Apply feedback

jpbetz · jpbetz · commit 486957e63f7e · 2020-02-19T14:08:23.000-08:00
diff --git a/keps/sig-api-machinery/20191210-consistent-reads-from-cache.md b/keps/sig-api-machinery/20191210-consistent-reads-from-cache.md
@@ -39,6 +39,7 @@ read from etcd.
 - [Summary](#summary)
 - [Motivation](#motivation)
   - [Goals](#goals)
+  - [Non-Goals](#non-goals)
 - [Proposal](#proposal)
   - [Consistent reads from cache](#consistent-reads-from-cache-1)
     - [Use WithProgressNotify to enable automatic watch updates](#use-withprogressnotify-to-enable-automatic-watch-updates)
@@ -52,6 +53,7 @@ read from etcd.
     - [Option: Enable pagination in the watch cache](#option-enable-pagination-in-the-watch-cache)

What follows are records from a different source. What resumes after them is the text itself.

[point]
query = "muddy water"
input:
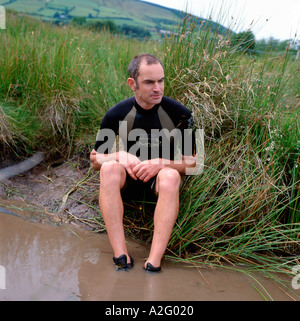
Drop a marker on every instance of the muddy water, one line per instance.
(46, 261)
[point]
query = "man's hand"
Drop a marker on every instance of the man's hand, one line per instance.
(129, 161)
(147, 169)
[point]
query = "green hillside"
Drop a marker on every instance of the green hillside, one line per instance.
(130, 12)
(120, 11)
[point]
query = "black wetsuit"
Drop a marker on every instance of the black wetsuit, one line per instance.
(141, 132)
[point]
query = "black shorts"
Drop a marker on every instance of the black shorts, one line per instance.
(138, 191)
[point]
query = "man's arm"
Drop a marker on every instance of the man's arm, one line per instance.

     - [Rejected Option: Return unpaginated responses to paginated list requests](#rejected-option-return-unpaginated-responses-to-paginated-list-requests)
   - [What if the watch cache is stale?](#what-if-the-watch-cache-is-stale)
+  - [Ability to Opt-out](#ability-to-opt-out)
   - [Test Plan](#test-plan)
   - [Rollout Plan](#rollout-plan)
     - [Serving consistent reads from cache](#serving-consistent-reads-from-cache)
@@ -125,6 +127,12 @@ serves the resourceVersion="0" list requests from reflectors today.
 - Resolve the "stale read" problem (https://github.com/kubernetes/kubernetes/issues/59848)
 - Improve the scalability and performance of Kubernetes for Get and List requests, when the watch cache is enabled
 
+### Non-Goals
+
+<<[UNRESOLVED @deads]>>
+- Avoid allowing true quorum reads. We should think carefully about this, see: https://github.com/kubernetes/enhancements/pull/1404#discussion_r381528406
+<<[/UNRESOLVED]>>
+
 ## Proposal
 
 ### Consistent reads from cache
@@ -144,7 +152,7 @@ When an consistent LIST request is received and the watch cache is enabled:
 
 - Get the current revision from etcd for the resource type being served. The returned revision is strongly consistent (guaranteed to be the latest revision via a quorum read).
 - Use the existing `waitUntilFreshAndBlock` function in the watch cache to wait briefly for the watch to catch up to the current revision.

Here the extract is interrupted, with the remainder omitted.